Des paiements sous la forme d'apports en compte courant sont intervenus en 2000 et 2001 en règlement de travaux réalisés au bénéfice de la SCI et Me H... représentant des créanciers faisait observer dans son rapport en février 2002 à l'issue de la période d'observation suivant le redressement judiciaire de la société MARINE CONSTRUCTION que cette pratique des apports en compte courant n'avait cessé qu'au décès de Monsieur D..., dirigeant de fait de EMC par suite du refus de ses héritiers de financer l'activité de MARINE CONSTRUCTION, d'où une créance de MARINE CONSTRUCTION de plus d'un million d'euros au début 2002.
La preuve n'est pas rapportée que cette créance trouve son origine dans des pratiques distinctes de celle constitué par l'arrêt des créances en compte courant et pouvant caractériser l'existence de relations financières anormales.
En conséquence, il n'est pas démontré que l'investissement dont a pu ainsi bénéficier la SCI CHÂTEAU DU LIVET au cours de l'année 2001 au détriment de la SAS MARINE CONSTRUCTION et de ses filiales soit constitutif de relations financières anormales entre les deux sociétés ; il traduit davantage et plus justement un abus de bien social par son dirigeant de fait.

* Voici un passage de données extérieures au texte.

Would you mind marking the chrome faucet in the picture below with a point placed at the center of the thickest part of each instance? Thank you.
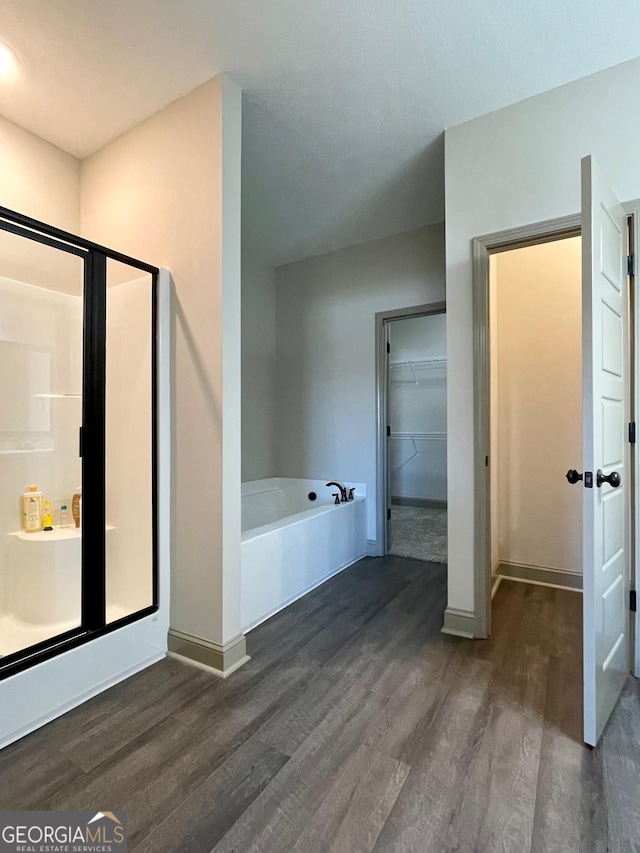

Il y a donc lieu de débouter la SCP GUERIN DIESBECQ de ses demandes et d'employer les dépens en frais privilégiés de la procédure.
PAR CES MOTIFS
Dit n'y avoir lieu à nullité de l'acte de saisine du tribunal et de la procédure subséquente ;
Dit que le débiteur a été régulièrement convoqué et qu'il n'y a eu aucune violation des droits de la défense à cet égard et rejette la demande d'annulation du jugement ;
Déboute la SCP GUERIN DIESBECQ de ses demandes ;
Dit que les dépens qui pourront être recouvrés directement en application de l'article 699 du NCPC seront employés en frais privilégiés de la procédure collective.